Ons partnerschap wordt sterk gekleurd doordat het bestaat uit een samenwerkingsverband van het beroepsonderwijs (vmbo & mbo) en de lerarenopleiding. Enerzijds vanuit beroepsbeeld wat hieruit voortkomt en anderzijds door de achtergrond vanuit de beroepsgerichte praktijk. Daar leiden we samen leraren voor op en benutten zoveel mogelijk deze context, maar ook de verschillen tussen de verschillende beroepsspecifieke leeromgevingen. Zo leid je binnen het mbo-domein van gezondheidszorg bijvoorbeeld andere leraren op dan binnen het domein van orde en veiligheid. Die context heeft dan ook een sterke invloed op het werkplekleren binnen ons partnerschap.
De opleidingsschool is een vliegwiel in het partnerschap. Als een initiatief niet binnen het samen opleiden past, pakken we het alsnog in gezamenlijkheid op. Het partnerschap gaat daarmee over de grenzen van het samen opleiden heen. We komen er altijd samen uit, dat vertrouwen is er binnen ons partnerschap. Bijvoorbeeld over de domeintransitie binnen Fontys; sommige domeinen (zoals de Pedagogisch Technische Hogeschool) vallen officieel niet binnen de opleidingsschool, maar die studenten laten we toch al aansluiten. We blijven daar over in gesprek.

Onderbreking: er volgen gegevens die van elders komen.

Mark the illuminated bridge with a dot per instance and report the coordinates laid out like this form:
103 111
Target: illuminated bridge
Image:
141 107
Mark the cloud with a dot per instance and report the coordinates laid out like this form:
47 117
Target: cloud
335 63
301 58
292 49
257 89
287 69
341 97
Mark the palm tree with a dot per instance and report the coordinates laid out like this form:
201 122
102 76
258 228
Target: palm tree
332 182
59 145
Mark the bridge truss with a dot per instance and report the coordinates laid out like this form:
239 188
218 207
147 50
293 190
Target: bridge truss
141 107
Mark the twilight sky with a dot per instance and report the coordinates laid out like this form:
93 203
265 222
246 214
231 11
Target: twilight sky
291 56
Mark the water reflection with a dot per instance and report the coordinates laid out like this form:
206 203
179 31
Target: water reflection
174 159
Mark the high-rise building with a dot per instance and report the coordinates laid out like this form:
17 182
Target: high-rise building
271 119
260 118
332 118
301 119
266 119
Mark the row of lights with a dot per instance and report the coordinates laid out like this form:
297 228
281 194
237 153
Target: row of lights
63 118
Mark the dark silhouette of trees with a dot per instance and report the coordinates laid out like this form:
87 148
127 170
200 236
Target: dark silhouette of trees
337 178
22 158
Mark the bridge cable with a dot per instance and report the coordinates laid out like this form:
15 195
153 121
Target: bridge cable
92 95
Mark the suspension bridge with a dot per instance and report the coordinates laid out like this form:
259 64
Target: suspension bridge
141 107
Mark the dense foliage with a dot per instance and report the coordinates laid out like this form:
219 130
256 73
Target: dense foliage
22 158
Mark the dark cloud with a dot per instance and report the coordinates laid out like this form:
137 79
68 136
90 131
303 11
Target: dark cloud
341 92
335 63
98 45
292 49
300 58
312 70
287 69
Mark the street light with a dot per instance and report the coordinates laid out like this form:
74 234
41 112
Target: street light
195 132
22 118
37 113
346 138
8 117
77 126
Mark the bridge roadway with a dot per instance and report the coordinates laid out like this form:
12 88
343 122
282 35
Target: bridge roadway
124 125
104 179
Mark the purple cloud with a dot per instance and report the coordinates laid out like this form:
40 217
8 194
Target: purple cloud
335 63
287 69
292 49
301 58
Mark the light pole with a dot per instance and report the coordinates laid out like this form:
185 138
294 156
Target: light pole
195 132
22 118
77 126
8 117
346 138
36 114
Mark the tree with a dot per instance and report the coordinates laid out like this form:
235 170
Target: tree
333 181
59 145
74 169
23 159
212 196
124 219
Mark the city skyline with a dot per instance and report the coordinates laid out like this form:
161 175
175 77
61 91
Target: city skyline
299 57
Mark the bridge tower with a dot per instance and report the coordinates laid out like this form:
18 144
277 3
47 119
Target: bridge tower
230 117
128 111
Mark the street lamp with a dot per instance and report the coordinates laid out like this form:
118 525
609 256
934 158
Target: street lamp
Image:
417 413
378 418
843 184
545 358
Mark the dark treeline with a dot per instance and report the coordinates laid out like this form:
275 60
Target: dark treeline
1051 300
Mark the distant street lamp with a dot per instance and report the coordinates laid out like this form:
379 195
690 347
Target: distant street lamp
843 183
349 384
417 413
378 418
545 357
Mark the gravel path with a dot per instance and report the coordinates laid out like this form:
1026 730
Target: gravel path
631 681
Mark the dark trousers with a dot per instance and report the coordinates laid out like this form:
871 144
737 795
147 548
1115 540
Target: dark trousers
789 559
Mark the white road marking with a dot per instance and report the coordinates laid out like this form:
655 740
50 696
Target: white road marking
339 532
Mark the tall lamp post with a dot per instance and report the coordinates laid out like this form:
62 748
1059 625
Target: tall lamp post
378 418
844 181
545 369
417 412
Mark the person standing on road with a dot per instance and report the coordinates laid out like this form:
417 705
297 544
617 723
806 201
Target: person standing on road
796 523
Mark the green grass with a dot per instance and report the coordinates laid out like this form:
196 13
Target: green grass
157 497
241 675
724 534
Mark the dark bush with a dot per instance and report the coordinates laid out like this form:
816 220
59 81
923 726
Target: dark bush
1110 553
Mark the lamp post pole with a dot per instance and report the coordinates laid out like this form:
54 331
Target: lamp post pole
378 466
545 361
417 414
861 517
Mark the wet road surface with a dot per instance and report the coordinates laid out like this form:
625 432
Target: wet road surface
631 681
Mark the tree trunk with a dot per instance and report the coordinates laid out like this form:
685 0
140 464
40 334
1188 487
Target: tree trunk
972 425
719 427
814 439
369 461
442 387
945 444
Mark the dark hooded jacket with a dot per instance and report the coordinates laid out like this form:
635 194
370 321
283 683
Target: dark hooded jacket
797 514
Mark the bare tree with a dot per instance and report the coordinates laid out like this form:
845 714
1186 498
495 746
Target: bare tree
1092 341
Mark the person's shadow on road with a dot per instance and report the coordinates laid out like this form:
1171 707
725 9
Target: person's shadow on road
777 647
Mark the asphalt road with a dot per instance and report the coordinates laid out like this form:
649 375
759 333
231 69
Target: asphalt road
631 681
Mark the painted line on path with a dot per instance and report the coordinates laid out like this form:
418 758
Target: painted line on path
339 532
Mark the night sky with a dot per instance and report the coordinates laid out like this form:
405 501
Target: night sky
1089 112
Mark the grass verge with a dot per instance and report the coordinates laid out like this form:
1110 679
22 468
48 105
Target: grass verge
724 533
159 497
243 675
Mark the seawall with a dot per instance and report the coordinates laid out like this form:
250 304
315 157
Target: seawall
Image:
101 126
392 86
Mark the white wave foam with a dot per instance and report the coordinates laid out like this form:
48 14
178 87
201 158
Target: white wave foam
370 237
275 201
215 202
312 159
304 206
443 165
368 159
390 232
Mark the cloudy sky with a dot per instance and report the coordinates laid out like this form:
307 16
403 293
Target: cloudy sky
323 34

Maar ook op het gebied van inductie en professionalisering zetten we stappen in gezamenlijkheid. Rondom inductie vragen we lerarenopleiders van Fontys Leraren Opleiding Tilburg (FLOT) om ondersteunend te zijn en expertise te delen binnen het partnerschap op het vlak van inductie. Zij verzorgen bijvoorbeeld programma’s aan onze starterscoaches. Op het gebied van voortdurende professionalisering worden er trainingen verzorgd omtrent reken- en wiskunde-didactiek door lerarenopleiders. Daarnaast biedt het mbo nieuwe lerarenopleiders bij FLOT jaarlijks de kans een kijkje in de keuken van het mbo te nemen.
We weten elkaar makkelijk te vinden. De relatie is goed en we zien wat de meerwaarde is van elke partij binnen het partnerschap.

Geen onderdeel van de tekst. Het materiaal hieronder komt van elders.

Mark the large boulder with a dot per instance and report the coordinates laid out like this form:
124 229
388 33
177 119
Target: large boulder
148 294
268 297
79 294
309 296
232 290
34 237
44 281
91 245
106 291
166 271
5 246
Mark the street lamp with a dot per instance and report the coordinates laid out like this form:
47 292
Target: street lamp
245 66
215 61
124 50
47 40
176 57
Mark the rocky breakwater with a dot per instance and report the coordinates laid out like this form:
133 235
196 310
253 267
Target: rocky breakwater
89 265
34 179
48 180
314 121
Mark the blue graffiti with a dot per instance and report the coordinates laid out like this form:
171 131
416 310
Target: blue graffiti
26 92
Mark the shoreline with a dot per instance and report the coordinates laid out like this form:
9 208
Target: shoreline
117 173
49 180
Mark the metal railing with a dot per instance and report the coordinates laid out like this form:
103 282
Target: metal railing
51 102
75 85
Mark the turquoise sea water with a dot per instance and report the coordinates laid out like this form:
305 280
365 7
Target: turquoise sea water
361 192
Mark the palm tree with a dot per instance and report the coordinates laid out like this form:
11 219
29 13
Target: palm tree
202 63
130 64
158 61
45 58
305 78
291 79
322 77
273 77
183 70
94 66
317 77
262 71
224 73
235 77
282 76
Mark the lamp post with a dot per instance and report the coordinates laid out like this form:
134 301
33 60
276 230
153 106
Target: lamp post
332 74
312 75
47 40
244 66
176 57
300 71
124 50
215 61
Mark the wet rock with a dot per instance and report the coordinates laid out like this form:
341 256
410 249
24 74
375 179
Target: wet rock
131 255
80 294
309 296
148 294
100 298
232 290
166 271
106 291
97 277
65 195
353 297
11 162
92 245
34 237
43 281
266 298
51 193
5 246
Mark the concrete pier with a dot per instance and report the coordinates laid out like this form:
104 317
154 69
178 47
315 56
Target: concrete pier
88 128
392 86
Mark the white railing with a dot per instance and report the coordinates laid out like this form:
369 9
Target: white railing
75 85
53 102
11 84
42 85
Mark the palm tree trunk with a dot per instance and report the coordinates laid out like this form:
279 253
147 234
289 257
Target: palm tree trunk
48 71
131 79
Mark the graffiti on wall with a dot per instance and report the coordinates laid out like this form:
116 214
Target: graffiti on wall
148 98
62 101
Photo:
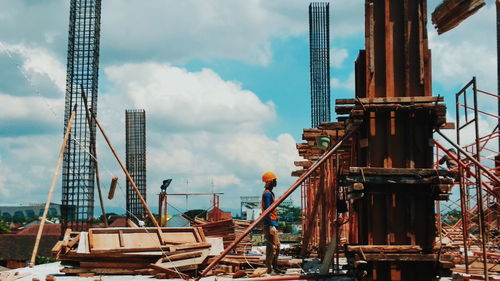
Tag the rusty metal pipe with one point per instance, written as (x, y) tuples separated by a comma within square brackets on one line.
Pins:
[(276, 203), (492, 176)]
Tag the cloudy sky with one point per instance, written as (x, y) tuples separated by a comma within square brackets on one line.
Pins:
[(225, 86)]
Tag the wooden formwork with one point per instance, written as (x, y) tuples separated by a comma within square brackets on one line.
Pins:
[(394, 207)]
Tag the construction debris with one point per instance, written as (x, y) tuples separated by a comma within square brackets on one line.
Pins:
[(133, 251), (171, 253), (451, 13), (229, 230)]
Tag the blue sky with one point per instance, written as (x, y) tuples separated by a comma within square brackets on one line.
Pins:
[(225, 86)]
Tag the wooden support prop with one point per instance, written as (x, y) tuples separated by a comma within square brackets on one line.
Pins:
[(129, 178), (276, 203), (327, 259), (112, 188), (52, 186), (93, 153)]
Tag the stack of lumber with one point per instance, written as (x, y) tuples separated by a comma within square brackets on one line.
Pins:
[(451, 13), (167, 252), (235, 263), (229, 230)]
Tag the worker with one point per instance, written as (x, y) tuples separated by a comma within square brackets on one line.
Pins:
[(270, 223)]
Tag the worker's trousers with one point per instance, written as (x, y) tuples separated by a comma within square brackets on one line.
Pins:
[(272, 247)]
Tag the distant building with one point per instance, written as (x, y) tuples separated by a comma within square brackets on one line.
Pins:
[(28, 212), (250, 208), (216, 214), (178, 221)]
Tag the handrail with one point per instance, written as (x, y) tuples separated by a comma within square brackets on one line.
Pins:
[(275, 204)]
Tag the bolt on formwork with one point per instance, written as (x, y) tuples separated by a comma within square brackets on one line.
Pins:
[(78, 170), (319, 40), (135, 143)]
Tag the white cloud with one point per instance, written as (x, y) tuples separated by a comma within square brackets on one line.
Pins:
[(338, 57), (347, 84), (200, 129), (200, 100), (37, 60), (467, 50)]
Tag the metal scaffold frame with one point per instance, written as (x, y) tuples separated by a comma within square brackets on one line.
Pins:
[(319, 40), (478, 226), (78, 174), (135, 146)]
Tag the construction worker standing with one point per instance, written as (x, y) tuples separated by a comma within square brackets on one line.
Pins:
[(270, 223)]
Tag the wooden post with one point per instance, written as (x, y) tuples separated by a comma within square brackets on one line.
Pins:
[(129, 178), (276, 203), (52, 186), (93, 153)]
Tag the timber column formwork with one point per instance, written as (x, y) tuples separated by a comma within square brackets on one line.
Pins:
[(394, 186), (78, 174), (135, 143)]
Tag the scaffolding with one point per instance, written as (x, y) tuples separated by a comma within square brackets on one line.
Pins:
[(135, 143), (78, 173), (471, 218), (319, 40)]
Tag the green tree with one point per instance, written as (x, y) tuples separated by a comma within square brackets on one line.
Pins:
[(4, 227), (196, 213)]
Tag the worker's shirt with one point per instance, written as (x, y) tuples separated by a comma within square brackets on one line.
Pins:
[(267, 199), (451, 164)]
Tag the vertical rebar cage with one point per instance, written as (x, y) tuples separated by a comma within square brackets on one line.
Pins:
[(135, 142), (78, 172), (319, 40)]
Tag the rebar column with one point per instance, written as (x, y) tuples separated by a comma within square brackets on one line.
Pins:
[(135, 143), (319, 40), (78, 170)]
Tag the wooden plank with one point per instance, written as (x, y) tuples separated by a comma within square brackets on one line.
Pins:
[(117, 271), (73, 241), (384, 248), (120, 237), (91, 238), (202, 234), (124, 265), (396, 171), (167, 273), (418, 99), (402, 257), (188, 255), (190, 246)]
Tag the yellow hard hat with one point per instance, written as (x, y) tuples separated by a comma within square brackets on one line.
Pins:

Het sleutelwoord binnen onze samenwerking is verbinding. We zijn letterlijk en figuurlijk ‘een goede buur’. Onze hoofdlocaties staan naast elkaar en die nabijheid maakt simpelweg dat de partners elkaar beter kennen en er vrij makkelijk samen zaken concreet worden opgepakt. Dat maakt dat we soms dingen makkelijker gerealiseerd krijgen. We voelen de gezamenlijke verantwoordelijkheid voor de regio Tilburg. Als FLOT te weinig stageplekken heeft, kunnen we altijd bij Onderwijsgroep Tilburg (OGT) terecht. We verkennen nu wel de positie binnen de regio: willen we Brabant breder versterken of blijft de focus op de regio Tilburg liggen?
Onze kracht zit in de driehoek rond de student, op de werkplek. De meeste schoolopleiders en instituutsopleiders werken al meer dan vijf jaar samen en stemmen makkelijk en veel af. Dit draagt bij aan een vorm van duurzaamheid wat ten goede komt aan het leerproces van de student. De dynamiek en de ervaring om samen het spel goed te spelen met het student als middelpunt is de essentie van wat we weten te realiseren en dit horen we gelukkig ook regelmatig terug van de studenten.

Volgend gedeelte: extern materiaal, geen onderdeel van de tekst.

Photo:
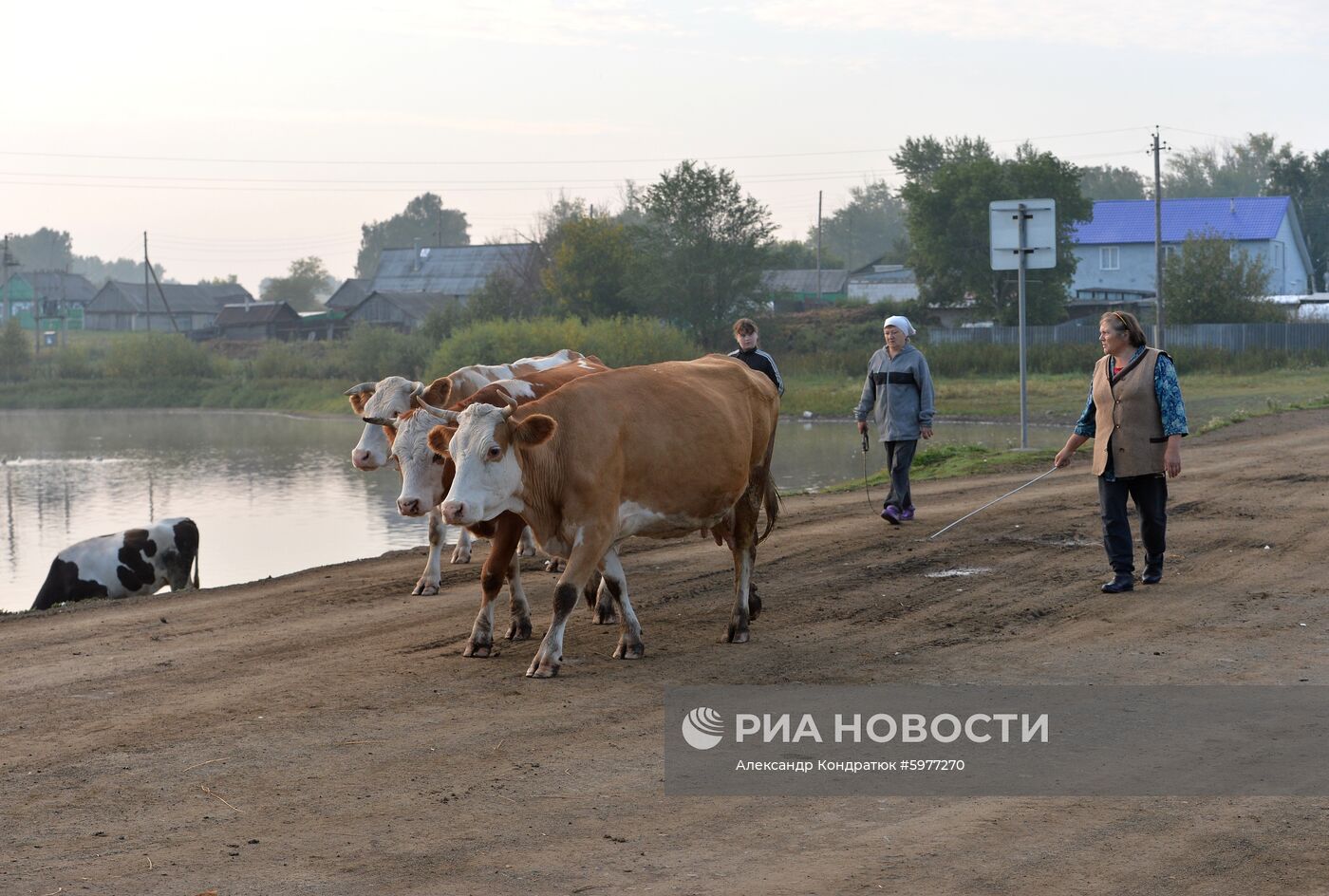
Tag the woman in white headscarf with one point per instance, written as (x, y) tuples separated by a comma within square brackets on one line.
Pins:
[(899, 394)]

Qua organisatiestructuur zijn we niet zo sterk centraal aangestuurd. We hebben, ondanks dat het een partnerschap betreft van één mbo en één instituut, te maken met 21 scholen. Daarin vinden we het belangrijk dat de verschillen ertoe doen. De samenwerking staat in de praktijk juist heel stevig, ondanks alle verschillende opleidingen en locaties. Dit horen we terug op alle niveaus; van studenten, de opleidingsteams en de stuurgroep. Overigens worden tevens de lastige dingen benoemd, de ontstane cultuur maakt dit mogelijk. De betrokkenen uit het partnerschap gaan het gesprek aan omdat men elkaar en het samen opleiden de moeite waard vindt.